Accomplissement/Réalisation de soi
La réalisation de soi est considérée comme la réalisation du potentiel maximum de l’individu, la réalisation de ses aspirations et de ses objectifs les plus élevés.
Les personnes qui ont atteint ce niveau sont souvent très créatives, autonomes et centrées sur l’accomplissement de leur mission personnelle. Les exemples de la réalisation de soi peuvent inclure des personnes qui poursuivent des carrières artistiques ou créatives, des entrepreneurs qui lancent leur propre entreprise, des travailleurs humanitaires ou des personnes engagées dans des activités bénévoles pour aider les autres.

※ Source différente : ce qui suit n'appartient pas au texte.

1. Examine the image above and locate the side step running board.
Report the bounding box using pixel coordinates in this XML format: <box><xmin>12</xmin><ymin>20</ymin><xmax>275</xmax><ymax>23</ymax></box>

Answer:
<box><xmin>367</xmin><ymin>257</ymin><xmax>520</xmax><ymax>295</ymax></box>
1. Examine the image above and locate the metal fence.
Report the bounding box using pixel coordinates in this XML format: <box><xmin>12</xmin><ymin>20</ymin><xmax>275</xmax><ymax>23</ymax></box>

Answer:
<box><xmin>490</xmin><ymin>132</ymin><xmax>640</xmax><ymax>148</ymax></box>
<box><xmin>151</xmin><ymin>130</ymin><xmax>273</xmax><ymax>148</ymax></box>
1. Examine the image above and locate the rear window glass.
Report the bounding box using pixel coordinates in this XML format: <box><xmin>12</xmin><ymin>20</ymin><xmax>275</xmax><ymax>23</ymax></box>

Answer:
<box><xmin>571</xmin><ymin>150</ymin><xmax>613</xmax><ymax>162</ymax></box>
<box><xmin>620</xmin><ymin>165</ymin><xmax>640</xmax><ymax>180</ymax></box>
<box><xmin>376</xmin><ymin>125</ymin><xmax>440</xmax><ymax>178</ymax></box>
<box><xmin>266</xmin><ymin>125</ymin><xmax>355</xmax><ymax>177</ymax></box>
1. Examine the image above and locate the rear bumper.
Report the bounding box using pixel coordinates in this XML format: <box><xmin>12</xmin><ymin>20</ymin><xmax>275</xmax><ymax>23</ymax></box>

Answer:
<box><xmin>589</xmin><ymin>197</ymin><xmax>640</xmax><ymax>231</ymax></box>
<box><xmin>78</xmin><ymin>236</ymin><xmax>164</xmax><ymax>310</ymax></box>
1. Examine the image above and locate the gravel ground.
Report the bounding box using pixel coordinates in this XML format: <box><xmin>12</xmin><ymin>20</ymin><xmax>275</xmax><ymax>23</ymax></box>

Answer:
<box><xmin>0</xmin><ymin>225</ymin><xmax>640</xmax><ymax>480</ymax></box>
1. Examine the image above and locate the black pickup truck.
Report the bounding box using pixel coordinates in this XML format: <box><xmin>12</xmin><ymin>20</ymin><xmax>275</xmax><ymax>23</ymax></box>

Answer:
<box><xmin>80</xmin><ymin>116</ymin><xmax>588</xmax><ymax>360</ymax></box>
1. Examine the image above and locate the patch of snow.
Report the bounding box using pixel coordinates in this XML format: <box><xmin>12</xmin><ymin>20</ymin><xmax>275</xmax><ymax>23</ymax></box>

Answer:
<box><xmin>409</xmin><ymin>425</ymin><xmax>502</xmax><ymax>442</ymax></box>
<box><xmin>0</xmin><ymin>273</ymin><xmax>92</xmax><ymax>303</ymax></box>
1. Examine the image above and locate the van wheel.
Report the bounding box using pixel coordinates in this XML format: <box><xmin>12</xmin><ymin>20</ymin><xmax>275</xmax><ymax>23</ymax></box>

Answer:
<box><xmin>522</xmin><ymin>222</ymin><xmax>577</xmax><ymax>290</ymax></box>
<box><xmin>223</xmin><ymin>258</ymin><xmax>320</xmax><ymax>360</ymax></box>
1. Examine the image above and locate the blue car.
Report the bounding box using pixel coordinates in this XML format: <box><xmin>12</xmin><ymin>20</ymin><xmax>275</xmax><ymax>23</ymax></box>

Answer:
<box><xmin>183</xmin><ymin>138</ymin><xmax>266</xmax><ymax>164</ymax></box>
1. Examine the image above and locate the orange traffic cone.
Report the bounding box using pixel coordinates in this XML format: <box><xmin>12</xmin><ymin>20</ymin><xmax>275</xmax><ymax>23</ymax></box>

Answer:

Maslow a également souligné que la réalisation de soi est un processus continu qui ne peut jamais être complètement atteint. Les individus doivent toujours chercher à se développer, à apprendre et à se réaliser pleinement tout au long de leur vie.
Les bénéfices au sens Lean : suppression de gâchis
Le Lean a une approche beaucoup plus centrée sur les chaines de travail (workflow) et leur optimisation. Ainsi, il se repose sur une représentation en processus le long duquel il s’agit d’identifier la réduction des huit gâchis suivants :
- Surproduction (Seiri) : La surproduction se réfère à la production de biens ou de services en quantité supérieure à la demande du client. Exemple : Réduire les niveaux de stocks et la production de produits obsolètes en ajustant la production en fonction des besoins réels du marché.
- Temps d’attente (Seiton) : Le temps d’attente fait référence au temps perdu lorsque les employés ou les machines attendent que le travail précédent soit terminé. Exemple : Améliorer la planification et la coordination pour réduire les temps d’attente entre les étapes de production.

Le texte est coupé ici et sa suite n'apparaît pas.